Publications 2014

300 Development across the Lifespan: A Systematic Review and Meta-Analysis

 

Background:  The P300 component of the event-related potential is a large 
positive waveform that can be extracted from the ongoing 
electroencephalogram using a two-stimuli oddball paradigm, and has been 
associated with cognitive information processing (e.g. memory, attention, 
executive function). This paper reviews the development of the auditory P300 
across the lifespan.

Methodology/Principal Findings:  A systematic review and meta-analysis on the P300 was performed including 75 studies (n = 2,811). Scopus was searched for studies using healthy subjects and that reported means of P300 latency and amplitude measured at Pz and mean age. These findings were validated in an independent, existing cross-sectional dataset including 1,572 participants from ages 6–87. Curve-fitting procedures were applied to obtain a model of P300 development across the lifespan. In both studies logarithmic Gaussian models fitted the latency and amplitude data best.
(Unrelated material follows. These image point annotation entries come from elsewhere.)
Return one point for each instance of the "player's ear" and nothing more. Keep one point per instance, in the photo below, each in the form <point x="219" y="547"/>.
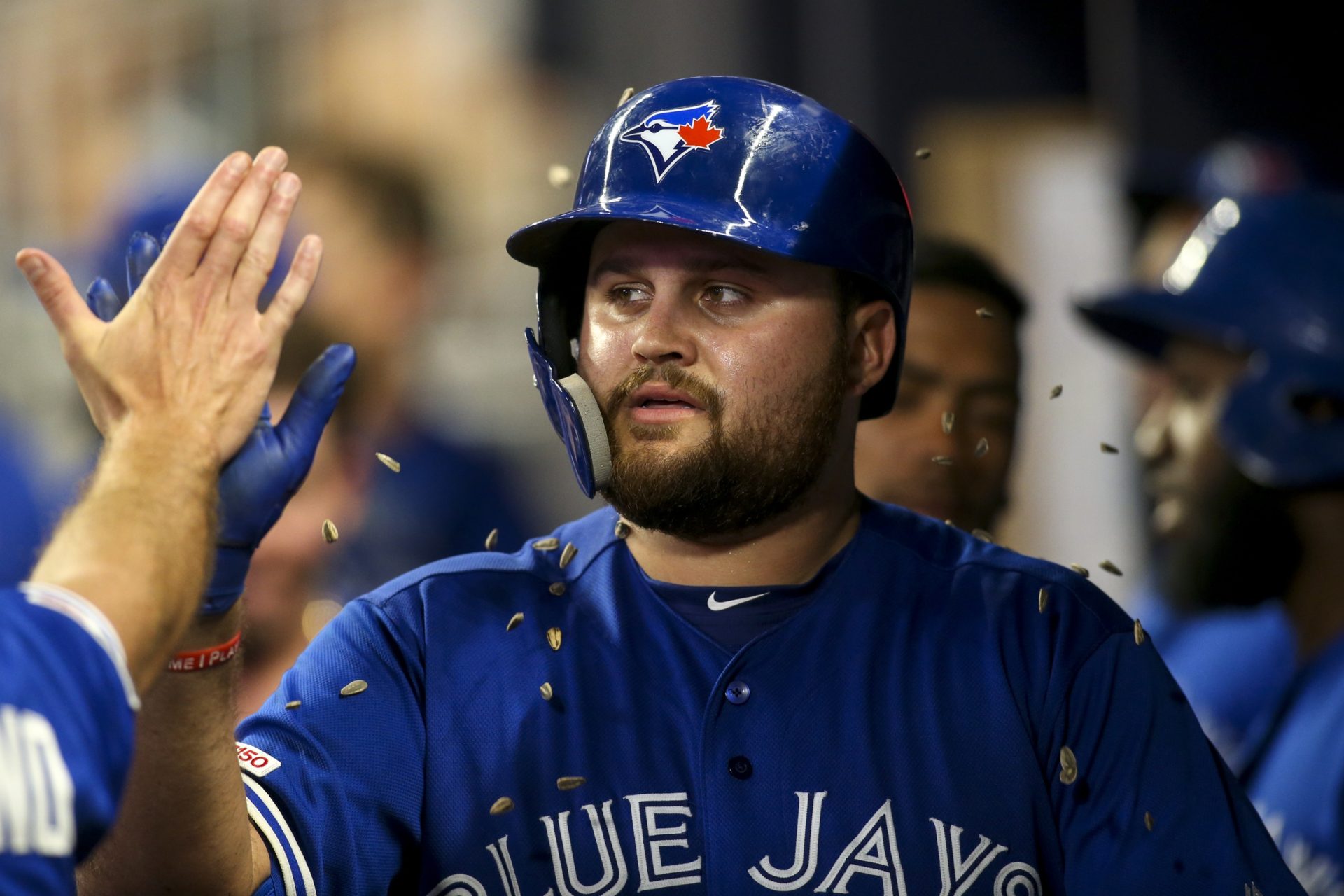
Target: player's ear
<point x="872" y="335"/>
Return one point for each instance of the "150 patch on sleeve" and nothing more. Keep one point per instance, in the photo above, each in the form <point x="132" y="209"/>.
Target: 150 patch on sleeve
<point x="255" y="762"/>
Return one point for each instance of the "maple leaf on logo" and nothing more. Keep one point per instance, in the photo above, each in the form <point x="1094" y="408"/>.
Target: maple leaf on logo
<point x="699" y="133"/>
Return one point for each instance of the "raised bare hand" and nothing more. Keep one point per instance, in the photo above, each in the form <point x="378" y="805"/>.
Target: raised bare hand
<point x="190" y="349"/>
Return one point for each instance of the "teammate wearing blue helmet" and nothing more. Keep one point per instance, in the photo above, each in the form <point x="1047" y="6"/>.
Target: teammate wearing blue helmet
<point x="1245" y="447"/>
<point x="743" y="676"/>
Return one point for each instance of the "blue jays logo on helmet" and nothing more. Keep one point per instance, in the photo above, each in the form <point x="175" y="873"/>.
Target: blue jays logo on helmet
<point x="670" y="134"/>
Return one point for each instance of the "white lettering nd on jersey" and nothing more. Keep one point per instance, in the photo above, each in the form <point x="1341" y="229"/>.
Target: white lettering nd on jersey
<point x="36" y="792"/>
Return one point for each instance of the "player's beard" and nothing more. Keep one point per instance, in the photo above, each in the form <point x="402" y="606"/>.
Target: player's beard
<point x="1243" y="550"/>
<point x="734" y="480"/>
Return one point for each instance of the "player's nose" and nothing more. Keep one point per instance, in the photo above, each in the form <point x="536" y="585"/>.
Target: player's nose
<point x="1152" y="435"/>
<point x="663" y="336"/>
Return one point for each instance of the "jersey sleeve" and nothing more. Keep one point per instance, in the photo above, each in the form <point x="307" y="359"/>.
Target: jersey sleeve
<point x="1144" y="802"/>
<point x="66" y="734"/>
<point x="334" y="762"/>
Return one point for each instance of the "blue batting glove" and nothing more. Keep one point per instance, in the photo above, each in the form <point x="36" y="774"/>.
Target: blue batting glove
<point x="255" y="485"/>
<point x="258" y="482"/>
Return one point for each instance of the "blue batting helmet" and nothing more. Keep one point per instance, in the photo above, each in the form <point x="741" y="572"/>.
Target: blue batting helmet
<point x="1262" y="276"/>
<point x="737" y="159"/>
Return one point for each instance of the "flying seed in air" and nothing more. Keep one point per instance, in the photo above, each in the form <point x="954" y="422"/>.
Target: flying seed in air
<point x="559" y="176"/>
<point x="1068" y="766"/>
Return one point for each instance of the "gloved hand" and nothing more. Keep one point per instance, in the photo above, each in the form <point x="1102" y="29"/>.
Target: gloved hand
<point x="255" y="485"/>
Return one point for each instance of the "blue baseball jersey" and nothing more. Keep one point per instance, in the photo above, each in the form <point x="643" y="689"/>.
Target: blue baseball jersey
<point x="1234" y="665"/>
<point x="66" y="729"/>
<point x="1296" y="773"/>
<point x="942" y="716"/>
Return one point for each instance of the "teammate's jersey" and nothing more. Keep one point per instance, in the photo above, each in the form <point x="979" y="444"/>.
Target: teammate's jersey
<point x="1296" y="773"/>
<point x="66" y="729"/>
<point x="927" y="723"/>
<point x="1233" y="664"/>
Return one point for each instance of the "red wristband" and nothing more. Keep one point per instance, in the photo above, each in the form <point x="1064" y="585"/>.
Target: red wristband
<point x="206" y="657"/>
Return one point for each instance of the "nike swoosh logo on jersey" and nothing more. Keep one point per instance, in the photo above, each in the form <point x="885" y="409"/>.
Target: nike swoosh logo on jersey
<point x="724" y="605"/>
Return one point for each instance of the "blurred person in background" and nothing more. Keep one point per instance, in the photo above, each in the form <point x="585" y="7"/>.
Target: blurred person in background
<point x="1245" y="453"/>
<point x="286" y="593"/>
<point x="1233" y="663"/>
<point x="381" y="227"/>
<point x="24" y="516"/>
<point x="958" y="387"/>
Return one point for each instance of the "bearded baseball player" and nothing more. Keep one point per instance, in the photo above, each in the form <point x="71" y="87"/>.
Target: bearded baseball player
<point x="1245" y="447"/>
<point x="741" y="678"/>
<point x="124" y="573"/>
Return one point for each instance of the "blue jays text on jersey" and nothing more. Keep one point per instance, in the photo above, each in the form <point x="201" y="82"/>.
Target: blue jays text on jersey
<point x="66" y="729"/>
<point x="929" y="723"/>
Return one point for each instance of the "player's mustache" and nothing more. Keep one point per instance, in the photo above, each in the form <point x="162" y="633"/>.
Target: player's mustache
<point x="705" y="396"/>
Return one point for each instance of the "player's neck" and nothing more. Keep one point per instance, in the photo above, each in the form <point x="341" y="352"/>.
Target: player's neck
<point x="1313" y="598"/>
<point x="788" y="550"/>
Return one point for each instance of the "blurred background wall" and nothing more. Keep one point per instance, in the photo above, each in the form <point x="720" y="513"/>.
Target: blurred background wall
<point x="1057" y="128"/>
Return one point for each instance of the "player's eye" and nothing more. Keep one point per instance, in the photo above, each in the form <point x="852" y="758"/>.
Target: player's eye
<point x="626" y="295"/>
<point x="724" y="296"/>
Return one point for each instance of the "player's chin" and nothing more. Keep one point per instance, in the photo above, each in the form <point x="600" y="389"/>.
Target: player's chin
<point x="668" y="434"/>
<point x="685" y="426"/>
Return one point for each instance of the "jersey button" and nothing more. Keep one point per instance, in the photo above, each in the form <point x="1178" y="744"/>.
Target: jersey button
<point x="738" y="692"/>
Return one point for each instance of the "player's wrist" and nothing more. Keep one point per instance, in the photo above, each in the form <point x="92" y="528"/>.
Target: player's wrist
<point x="172" y="444"/>
<point x="211" y="630"/>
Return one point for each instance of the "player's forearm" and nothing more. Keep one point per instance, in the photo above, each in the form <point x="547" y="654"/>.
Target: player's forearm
<point x="183" y="825"/>
<point x="139" y="543"/>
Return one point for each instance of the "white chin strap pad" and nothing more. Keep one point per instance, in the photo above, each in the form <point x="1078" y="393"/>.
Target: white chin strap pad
<point x="577" y="418"/>
<point x="590" y="431"/>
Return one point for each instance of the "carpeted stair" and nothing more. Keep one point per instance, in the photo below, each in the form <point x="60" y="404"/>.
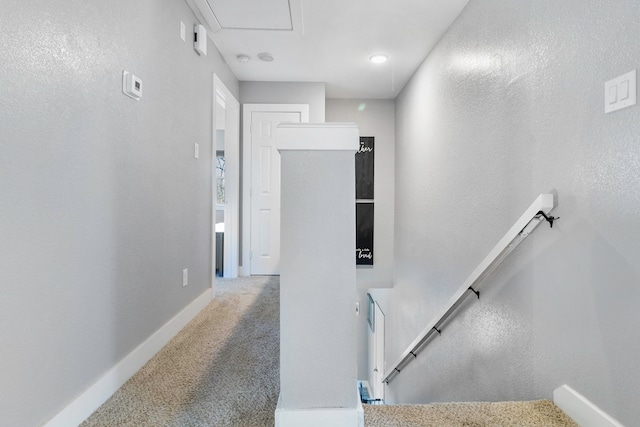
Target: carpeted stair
<point x="536" y="413"/>
<point x="222" y="370"/>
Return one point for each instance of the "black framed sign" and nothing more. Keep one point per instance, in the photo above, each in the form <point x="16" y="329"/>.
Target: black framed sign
<point x="364" y="233"/>
<point x="364" y="168"/>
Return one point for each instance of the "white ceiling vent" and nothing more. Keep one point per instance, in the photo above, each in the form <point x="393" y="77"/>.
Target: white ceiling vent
<point x="252" y="14"/>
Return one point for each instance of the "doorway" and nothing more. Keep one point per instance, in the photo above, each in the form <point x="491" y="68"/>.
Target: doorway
<point x="261" y="184"/>
<point x="226" y="181"/>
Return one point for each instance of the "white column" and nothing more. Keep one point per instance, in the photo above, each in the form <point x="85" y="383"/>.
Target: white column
<point x="318" y="384"/>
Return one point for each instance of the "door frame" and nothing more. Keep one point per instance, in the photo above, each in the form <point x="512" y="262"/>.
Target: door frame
<point x="247" y="111"/>
<point x="232" y="181"/>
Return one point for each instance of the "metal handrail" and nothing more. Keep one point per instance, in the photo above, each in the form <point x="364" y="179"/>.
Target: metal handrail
<point x="534" y="215"/>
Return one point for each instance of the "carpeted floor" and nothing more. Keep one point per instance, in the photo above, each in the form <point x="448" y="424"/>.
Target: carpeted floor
<point x="539" y="413"/>
<point x="221" y="370"/>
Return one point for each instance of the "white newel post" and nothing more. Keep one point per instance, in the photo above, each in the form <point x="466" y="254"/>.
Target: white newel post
<point x="318" y="384"/>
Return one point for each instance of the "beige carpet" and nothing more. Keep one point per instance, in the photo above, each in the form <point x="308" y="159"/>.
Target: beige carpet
<point x="222" y="369"/>
<point x="539" y="413"/>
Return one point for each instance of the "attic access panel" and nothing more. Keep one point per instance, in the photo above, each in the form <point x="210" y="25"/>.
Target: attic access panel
<point x="253" y="14"/>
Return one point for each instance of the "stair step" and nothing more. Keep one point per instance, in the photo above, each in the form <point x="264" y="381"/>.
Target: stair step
<point x="475" y="414"/>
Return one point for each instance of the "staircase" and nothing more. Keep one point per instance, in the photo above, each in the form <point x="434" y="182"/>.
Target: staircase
<point x="477" y="414"/>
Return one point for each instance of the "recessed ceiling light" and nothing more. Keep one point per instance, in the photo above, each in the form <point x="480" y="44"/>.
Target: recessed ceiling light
<point x="266" y="57"/>
<point x="243" y="59"/>
<point x="379" y="58"/>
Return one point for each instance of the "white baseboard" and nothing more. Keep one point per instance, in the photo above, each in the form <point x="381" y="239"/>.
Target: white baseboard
<point x="581" y="410"/>
<point x="91" y="399"/>
<point x="320" y="417"/>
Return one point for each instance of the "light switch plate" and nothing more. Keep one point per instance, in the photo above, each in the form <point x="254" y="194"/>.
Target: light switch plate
<point x="620" y="92"/>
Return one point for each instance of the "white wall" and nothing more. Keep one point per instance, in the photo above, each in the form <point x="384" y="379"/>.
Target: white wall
<point x="286" y="93"/>
<point x="101" y="202"/>
<point x="374" y="117"/>
<point x="507" y="106"/>
<point x="318" y="280"/>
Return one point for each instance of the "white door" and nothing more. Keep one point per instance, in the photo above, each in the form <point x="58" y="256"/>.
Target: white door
<point x="377" y="387"/>
<point x="264" y="245"/>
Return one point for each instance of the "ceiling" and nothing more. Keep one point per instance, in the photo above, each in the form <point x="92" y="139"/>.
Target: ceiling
<point x="328" y="41"/>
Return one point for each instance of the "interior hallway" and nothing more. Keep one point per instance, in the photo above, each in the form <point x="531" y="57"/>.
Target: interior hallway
<point x="221" y="370"/>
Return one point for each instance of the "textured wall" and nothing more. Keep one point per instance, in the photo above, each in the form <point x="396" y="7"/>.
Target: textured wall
<point x="101" y="201"/>
<point x="374" y="117"/>
<point x="318" y="280"/>
<point x="507" y="106"/>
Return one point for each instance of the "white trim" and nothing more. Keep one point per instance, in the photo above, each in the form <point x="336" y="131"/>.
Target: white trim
<point x="247" y="111"/>
<point x="296" y="137"/>
<point x="232" y="181"/>
<point x="581" y="410"/>
<point x="320" y="417"/>
<point x="91" y="399"/>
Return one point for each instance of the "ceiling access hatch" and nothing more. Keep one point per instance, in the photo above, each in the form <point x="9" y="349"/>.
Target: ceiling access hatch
<point x="270" y="15"/>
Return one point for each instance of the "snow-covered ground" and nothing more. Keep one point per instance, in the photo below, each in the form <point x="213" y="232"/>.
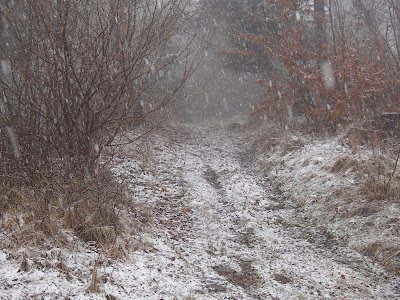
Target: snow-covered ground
<point x="217" y="231"/>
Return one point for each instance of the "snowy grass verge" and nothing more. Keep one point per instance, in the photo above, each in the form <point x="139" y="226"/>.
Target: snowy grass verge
<point x="352" y="192"/>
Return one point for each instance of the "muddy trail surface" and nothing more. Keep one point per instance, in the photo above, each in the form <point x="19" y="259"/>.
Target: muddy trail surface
<point x="220" y="232"/>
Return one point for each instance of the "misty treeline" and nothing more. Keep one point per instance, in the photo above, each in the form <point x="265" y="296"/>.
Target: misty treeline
<point x="75" y="73"/>
<point x="332" y="61"/>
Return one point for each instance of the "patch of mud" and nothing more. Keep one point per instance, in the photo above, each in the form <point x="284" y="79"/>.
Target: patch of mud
<point x="212" y="178"/>
<point x="247" y="277"/>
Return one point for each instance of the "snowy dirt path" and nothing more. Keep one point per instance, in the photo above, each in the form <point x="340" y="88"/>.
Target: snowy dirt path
<point x="224" y="234"/>
<point x="217" y="231"/>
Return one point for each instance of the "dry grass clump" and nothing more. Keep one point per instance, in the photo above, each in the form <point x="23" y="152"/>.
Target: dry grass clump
<point x="382" y="179"/>
<point x="385" y="252"/>
<point x="40" y="213"/>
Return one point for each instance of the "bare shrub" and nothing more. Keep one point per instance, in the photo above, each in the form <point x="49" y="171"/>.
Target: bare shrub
<point x="89" y="207"/>
<point x="75" y="73"/>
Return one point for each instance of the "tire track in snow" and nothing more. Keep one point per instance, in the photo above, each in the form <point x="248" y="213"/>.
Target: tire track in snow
<point x="240" y="240"/>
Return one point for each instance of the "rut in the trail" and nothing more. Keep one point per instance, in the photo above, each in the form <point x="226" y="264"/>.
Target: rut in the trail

The P300 latency and amplitude follow a maturational path from childhood to adolescence, resulting in a period that marks a plateau, after which degenerative effects begin. We were able to determine ages that mark a maximum (in P300 amplitude) or trough (in P300 latency) segregating maturational from degenerative stages. We found these points of deflection occurred at different ages.

Conclusions/Significance:  It is hypothesized that latency and amplitude 
index different aspects of brain maturation. The P300 latency possibly 
indexes neural speed or brain efficiency. The P300 amplitude might index 
neural power or cognitive resources, which increase with maturation.